In a large bowl, combine both flours, brown sugar, baking powder, cinnamon, nutmeg, and salt.: The aroma of warm cinnamon and nutmeg will bloom immediately, signaling the spice balance is right. Gently whisking the dry mix ensures the baking powder distributes evenly, which is crucial because uneven leavening can cause spots of dense pancake. You should see a uniform pale tan mixture with specks of spice. A common mistake is rushing this step and leaving clumps of brown sugar or pockets of leavener, which leads to uneven rise. If you find any clumps, press them through the whisk so the batter can hydrate evenly later.
In a medium bowl, whisk together eggs, milk, melted butter, and vanilla. Stir in sweet potato until evenly combined.: As you whisk, the mixture will become glossy and slightly thick from the melted butter . When you fold in the warm or room temperature mashed sweet potato , the batter takes on a creamy, velvety texture and a soft orange hue. This wet mix is where moisture and richness come from, so make sure the mashed sweet potato is smooth enough to incorporate without lumps. A frequent pitfall is using cold, lumpy mash, which can create streaks in the batter; if needed, warm and mash it until smooth before adding.
Make a well in the middle of the dry ingredients and add the wet ingredients. Stir with a wooden spoon or rubber spatula until mixed.: When you fold wet into dry, the batter will thicken and smell warmly spiced. Use gentle strokes to combine until just mixed, leaving a few small streaks is fine. Overmixing develops gluten from the flours and yields tougher pancakes, so resist the urge to keep stirring. The correct texture is a slightly lumpy batter that pours slowly from a spoon. If your batter seems too thick, it should still be pourable; you can let it rest briefly to hydrate or add a splash more milk if absolutely necessary.
Heat a griddle or nonstick pan over medium heat. Coat with vegetable oil.: You want a surface that is hot enough to sizzle when a drop of batter hits it, yet not so hot that the exterior chars before the center cooks. The oil should shimmer lightly across the pan; if it smokes, lower the heat and let it cool for a moment. The first pancake is often a tester, so watch its underside for a golden brown color and bubbling at the surface. A common error is cooking at too high a temperature which results in dark outsides and raw middles, so adjust the heat to achieve an even golden color.
Pour batter onto heated and greased griddle, forming pancakes about 4 inches across. Cook until bubbles form on the surface. Flip over and cook until cooked through.: As the batter hits the hot surface you should hear a gentle sizzle and see edges set while tiny bubbles dome across the top. That bubbling is your cue to flip. When you turn, the underside should be a deep golden brown with a satisfying crust. After flipping, listen for a softer sizzle as the interior finishes. Press lightly with a spatula; if the center springs back, they are done. Avoid flipping repeatedly, as that deflates the pancakes and makes them dense.

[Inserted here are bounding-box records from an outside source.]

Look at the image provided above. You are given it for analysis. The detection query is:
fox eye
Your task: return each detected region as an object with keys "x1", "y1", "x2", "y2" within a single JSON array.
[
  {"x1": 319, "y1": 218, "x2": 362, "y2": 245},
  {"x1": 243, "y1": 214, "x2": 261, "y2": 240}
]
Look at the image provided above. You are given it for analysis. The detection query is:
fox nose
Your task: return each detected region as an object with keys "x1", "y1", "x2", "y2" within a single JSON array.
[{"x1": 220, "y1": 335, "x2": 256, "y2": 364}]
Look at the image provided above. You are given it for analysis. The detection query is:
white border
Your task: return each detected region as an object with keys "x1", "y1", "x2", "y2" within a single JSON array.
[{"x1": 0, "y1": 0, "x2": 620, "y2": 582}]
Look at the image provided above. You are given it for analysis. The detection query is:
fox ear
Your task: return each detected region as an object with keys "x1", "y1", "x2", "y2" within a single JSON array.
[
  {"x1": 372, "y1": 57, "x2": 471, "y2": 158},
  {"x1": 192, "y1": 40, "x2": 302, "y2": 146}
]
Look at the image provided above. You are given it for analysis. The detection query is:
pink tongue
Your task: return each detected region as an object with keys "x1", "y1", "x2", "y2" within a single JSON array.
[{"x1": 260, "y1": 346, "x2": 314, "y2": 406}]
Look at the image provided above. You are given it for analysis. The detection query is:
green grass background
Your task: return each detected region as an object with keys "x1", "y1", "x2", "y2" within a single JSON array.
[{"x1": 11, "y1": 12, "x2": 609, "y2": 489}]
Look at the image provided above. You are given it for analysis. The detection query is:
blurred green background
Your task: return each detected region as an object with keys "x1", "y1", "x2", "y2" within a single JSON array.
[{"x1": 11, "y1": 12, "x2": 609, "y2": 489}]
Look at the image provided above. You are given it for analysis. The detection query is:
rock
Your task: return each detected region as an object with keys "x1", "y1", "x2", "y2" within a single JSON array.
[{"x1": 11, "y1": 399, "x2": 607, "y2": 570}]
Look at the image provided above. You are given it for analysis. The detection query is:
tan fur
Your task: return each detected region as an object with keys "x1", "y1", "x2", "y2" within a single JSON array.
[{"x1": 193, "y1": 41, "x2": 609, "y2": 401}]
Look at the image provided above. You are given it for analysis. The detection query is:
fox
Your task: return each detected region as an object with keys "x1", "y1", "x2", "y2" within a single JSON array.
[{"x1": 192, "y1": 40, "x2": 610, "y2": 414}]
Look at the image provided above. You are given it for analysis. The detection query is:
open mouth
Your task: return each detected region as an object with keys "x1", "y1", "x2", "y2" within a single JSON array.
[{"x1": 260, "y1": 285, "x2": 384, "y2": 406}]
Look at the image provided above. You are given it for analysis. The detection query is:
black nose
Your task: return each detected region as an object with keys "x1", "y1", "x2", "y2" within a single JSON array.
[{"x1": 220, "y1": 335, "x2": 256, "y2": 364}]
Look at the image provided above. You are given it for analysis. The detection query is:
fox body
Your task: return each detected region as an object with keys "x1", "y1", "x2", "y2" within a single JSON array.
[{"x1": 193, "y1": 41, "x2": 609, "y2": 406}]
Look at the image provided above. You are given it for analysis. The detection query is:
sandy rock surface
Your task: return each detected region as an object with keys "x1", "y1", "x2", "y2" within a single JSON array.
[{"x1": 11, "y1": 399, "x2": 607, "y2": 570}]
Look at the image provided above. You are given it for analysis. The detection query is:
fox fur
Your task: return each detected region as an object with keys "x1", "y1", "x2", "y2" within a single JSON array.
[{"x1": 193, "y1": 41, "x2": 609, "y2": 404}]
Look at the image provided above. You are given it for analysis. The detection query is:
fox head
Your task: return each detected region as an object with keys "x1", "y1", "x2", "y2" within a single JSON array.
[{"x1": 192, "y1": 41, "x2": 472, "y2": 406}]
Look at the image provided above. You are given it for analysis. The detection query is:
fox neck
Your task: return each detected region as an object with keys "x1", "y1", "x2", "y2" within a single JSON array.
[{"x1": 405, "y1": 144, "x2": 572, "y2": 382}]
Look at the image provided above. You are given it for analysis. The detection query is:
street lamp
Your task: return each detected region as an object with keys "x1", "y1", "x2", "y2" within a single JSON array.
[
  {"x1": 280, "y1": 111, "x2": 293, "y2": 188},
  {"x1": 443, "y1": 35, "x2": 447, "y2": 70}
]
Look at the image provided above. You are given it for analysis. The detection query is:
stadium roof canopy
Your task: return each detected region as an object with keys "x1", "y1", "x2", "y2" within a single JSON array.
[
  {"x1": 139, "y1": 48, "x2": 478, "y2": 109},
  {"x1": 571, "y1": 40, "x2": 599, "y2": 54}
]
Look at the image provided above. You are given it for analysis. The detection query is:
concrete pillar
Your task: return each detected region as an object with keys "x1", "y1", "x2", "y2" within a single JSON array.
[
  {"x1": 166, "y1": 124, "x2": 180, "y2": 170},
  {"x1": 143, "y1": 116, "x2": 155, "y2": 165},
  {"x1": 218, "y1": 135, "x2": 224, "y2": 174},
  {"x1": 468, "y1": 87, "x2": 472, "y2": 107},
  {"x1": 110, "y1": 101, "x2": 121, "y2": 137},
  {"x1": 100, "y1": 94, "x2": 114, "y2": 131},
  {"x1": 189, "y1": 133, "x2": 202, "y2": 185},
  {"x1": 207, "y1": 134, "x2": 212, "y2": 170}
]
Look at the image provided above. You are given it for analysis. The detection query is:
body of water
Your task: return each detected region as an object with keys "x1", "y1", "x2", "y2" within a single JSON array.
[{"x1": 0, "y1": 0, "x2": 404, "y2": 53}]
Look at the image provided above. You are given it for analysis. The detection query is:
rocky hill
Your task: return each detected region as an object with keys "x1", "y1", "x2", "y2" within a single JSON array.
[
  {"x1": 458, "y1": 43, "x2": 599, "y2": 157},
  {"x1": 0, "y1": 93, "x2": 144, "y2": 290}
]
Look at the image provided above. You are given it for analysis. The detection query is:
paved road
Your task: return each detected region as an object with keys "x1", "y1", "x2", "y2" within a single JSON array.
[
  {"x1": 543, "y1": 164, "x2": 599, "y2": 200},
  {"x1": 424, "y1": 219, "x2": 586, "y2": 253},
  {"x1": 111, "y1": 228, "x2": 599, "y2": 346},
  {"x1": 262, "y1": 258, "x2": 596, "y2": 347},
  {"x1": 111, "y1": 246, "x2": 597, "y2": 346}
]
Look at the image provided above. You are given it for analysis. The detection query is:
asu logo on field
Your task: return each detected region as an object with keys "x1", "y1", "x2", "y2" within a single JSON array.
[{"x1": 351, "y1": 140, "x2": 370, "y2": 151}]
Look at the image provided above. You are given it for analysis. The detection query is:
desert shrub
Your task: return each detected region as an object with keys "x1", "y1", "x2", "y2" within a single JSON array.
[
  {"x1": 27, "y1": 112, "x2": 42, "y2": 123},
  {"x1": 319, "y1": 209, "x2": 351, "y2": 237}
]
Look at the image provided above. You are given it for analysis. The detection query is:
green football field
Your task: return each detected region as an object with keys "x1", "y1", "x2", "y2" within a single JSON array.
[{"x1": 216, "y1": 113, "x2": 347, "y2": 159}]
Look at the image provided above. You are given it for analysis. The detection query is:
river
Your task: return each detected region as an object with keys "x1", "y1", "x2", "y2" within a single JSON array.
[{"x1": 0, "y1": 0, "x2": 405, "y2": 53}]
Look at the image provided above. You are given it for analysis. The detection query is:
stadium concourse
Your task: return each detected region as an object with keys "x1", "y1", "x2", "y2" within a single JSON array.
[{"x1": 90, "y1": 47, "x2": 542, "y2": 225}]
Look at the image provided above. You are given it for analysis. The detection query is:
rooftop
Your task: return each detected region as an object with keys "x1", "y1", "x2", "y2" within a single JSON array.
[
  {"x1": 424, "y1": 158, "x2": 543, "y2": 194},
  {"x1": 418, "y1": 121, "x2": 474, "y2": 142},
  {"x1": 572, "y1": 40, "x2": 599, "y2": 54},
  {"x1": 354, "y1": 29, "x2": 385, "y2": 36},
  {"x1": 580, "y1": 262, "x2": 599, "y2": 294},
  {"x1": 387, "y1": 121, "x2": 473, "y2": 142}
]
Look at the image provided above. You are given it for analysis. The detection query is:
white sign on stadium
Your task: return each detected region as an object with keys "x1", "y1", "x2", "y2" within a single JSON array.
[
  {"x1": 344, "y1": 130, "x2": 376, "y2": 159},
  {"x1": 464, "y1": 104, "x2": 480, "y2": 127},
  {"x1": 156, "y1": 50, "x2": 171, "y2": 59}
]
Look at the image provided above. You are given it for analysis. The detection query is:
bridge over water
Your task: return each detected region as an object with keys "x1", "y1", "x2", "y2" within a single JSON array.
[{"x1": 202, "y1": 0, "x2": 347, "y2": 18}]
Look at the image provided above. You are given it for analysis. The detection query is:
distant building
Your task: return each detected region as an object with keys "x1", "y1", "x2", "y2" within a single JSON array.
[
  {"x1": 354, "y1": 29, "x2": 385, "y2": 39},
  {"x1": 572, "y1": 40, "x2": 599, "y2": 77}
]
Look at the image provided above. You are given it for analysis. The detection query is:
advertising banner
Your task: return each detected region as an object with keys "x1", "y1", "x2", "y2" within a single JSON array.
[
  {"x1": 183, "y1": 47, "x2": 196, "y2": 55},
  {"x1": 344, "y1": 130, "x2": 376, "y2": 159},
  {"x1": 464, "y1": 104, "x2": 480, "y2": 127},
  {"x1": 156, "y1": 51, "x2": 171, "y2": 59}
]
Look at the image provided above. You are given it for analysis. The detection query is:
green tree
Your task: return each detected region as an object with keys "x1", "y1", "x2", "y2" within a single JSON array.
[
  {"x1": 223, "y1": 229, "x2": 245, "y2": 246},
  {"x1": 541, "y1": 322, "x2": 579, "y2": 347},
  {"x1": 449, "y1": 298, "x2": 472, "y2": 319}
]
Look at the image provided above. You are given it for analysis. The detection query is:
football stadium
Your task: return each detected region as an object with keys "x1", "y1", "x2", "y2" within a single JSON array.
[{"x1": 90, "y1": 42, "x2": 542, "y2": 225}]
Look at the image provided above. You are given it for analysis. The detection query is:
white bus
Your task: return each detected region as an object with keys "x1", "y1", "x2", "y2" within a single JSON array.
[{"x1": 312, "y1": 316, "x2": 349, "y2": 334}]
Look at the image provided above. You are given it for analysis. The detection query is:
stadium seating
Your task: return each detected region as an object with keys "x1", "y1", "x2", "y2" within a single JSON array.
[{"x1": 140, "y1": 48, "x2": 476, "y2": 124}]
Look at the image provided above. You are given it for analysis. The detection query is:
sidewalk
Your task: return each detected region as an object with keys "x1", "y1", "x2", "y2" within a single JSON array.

Melt 1 tablespoon butter in a small pan. Add pecans and cook, stirring frequently until toasted, 2 to 3 minutes. Sprinkle 1 tablespoon brown sugar on top. Stir to coat pecans. Once sugar is melted, remove pan from heat.: Toasting pecans in a bit of butter releases their oils and transforms their flavor to a warm, nutty note. The brown sugar melts into a glossy glaze that clings to the nuts, giving a caramelly crunch. You will smell a fragrant toasty note when they are ready. Be attentive because nuts burn quickly; constant stirring for those few minutes prevents scorching. If the sugar begins to smoke or darken too much, remove the pan immediately to avoid bitterness.
Place marshmallow fluff in a medium bowl. Add boiling water and whisk until smooth.: The marshmallow creme will loosen and become glossy as you whisk, turning into a silky sauce that is easy to drizzle. The steam from the boiling water gently thins it without losing that pillowy sweetness. You should stop whisking once the sauce is smooth and pourable, with no visible lumps. A common misstep is adding too much water which makes the sauce too thin; add the hot water gradually and stop when the texture is just right for drizzling.